Religious tourism is also expected to remain the bedrock of the sector over the next decade, with a goal of attracting 30 million pilgrims to the Kingdom by 2030, an increase of 11 million from the 19 million Hajj and Umrah pilgrims that visited the country in 2017.

This recent research was prepared in line with this year’s Arabian Travel Market (ATM).

Danielle Curtis, exhibition director ME, Arabian Travel Market, said: “At ATM, we are witnessing this growth first hand with the total number of delegates arriving from Saudi Arabia increasing 42% between 2017 and 2018, while 33% of delegates, exhibitors and attendees were interested in doing business with the Kingdom.

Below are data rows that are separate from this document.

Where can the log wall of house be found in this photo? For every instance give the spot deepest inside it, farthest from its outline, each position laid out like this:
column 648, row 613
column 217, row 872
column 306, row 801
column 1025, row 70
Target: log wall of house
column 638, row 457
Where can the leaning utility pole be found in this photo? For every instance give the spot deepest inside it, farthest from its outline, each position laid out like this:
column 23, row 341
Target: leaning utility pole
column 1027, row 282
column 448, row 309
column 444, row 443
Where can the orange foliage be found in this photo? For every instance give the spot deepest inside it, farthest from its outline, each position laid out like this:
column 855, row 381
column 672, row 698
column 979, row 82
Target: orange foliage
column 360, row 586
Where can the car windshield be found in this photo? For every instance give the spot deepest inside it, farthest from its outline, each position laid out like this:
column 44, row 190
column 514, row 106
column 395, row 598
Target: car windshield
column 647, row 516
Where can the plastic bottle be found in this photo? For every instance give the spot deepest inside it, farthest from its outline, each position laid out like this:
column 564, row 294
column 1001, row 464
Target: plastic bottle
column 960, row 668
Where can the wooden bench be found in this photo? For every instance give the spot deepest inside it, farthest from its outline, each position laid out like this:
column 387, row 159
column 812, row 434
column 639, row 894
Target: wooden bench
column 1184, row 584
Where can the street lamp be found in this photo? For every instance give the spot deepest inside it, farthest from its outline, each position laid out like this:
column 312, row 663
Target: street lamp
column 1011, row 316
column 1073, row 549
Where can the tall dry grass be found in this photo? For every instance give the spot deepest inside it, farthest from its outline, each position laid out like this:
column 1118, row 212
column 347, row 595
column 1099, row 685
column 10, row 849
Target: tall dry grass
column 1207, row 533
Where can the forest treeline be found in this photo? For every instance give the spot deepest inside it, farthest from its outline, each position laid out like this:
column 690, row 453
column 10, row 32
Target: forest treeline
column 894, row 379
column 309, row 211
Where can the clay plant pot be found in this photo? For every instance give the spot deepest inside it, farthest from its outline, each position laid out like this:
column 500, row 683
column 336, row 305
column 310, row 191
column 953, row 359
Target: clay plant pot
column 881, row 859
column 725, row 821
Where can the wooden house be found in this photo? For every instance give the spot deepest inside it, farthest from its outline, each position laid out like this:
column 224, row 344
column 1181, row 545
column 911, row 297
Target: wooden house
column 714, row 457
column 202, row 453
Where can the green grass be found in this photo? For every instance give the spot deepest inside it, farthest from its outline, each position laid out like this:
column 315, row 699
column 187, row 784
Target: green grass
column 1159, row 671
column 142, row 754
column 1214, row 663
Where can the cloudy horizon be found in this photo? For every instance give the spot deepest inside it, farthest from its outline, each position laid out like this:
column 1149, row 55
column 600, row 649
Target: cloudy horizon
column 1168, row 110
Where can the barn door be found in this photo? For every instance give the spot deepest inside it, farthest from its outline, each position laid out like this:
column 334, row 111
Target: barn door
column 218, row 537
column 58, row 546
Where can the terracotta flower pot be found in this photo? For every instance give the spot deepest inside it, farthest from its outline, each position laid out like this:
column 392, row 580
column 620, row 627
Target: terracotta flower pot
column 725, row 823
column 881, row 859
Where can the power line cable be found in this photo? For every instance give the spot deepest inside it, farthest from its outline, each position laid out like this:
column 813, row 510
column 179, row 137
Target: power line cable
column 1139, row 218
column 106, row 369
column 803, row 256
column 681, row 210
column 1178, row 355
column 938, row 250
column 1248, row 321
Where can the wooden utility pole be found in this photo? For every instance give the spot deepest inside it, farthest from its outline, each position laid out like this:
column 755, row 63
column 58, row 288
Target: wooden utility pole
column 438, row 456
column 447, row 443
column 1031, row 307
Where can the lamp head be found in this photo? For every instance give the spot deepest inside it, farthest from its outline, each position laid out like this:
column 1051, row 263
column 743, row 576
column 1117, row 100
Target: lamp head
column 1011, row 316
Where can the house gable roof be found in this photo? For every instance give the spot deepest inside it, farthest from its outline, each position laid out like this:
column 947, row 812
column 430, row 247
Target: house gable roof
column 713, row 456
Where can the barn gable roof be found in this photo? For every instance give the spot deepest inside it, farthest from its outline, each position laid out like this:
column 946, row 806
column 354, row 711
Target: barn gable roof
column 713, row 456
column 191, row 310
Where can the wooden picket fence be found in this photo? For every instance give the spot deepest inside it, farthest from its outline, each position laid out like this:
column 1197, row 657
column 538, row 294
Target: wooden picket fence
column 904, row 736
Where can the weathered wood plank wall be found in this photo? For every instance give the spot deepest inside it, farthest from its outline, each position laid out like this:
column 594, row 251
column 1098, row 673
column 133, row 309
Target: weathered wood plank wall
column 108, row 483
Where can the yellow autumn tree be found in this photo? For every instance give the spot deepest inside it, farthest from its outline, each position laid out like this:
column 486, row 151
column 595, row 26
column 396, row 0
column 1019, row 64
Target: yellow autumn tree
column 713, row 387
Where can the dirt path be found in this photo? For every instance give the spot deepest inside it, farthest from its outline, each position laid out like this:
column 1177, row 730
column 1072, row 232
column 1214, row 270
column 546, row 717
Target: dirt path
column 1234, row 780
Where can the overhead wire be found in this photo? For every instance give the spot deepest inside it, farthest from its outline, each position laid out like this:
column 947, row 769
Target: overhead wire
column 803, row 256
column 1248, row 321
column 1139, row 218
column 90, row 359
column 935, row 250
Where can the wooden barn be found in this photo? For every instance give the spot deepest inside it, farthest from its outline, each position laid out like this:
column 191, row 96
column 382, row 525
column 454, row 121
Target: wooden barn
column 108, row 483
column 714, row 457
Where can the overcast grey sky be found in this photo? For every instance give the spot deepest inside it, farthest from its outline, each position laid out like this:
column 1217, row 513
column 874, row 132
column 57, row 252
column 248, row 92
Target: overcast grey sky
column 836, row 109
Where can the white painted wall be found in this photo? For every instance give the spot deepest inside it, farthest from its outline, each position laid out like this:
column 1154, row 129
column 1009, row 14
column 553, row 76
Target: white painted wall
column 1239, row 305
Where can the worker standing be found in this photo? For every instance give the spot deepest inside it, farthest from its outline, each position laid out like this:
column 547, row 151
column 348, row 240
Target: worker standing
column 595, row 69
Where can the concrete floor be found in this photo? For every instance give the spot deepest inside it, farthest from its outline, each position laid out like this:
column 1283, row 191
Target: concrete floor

“More relaxed access to visas, through online portals such as the ‘Sharek’ and the growth of the Umrah plus market – combining religious and leisure travel – are expected to be key drivers in the growth of international tourism in the Kingdom.”

Vision 2030

Vision 2030 has set aside USD 64bn to invest in culture, leisure and entertainment projects over the next decade, which will significantly add to the attractiveness of the country as a touristic destination, according to a recent report from real estate firm Savills.

The first phase of the Red Sea project, which is estimated to grow the kingdom’s GDP by USD 5.86bn (SAR22 billion) and will consist of an airport, marinas, up to 3,000 hotel rooms and various recreational activities, is expected to complete during 2022.

Curtis added: “Saudi Arabia will see a vast expansion of its hotel and resort inventory during 2019, with over 9,000 keys of three, four and five-star international supply expected to enter the market despite major cities such as Riyadh and Jeddah experiencing an overall drop in ADR during 2018.

“While, this new supply will place additional competitive pressure on hotels performance across the country, the projected growth in visitor numbers in both the domestic and international markets is expected to boost occupancy levels throughout 2019.”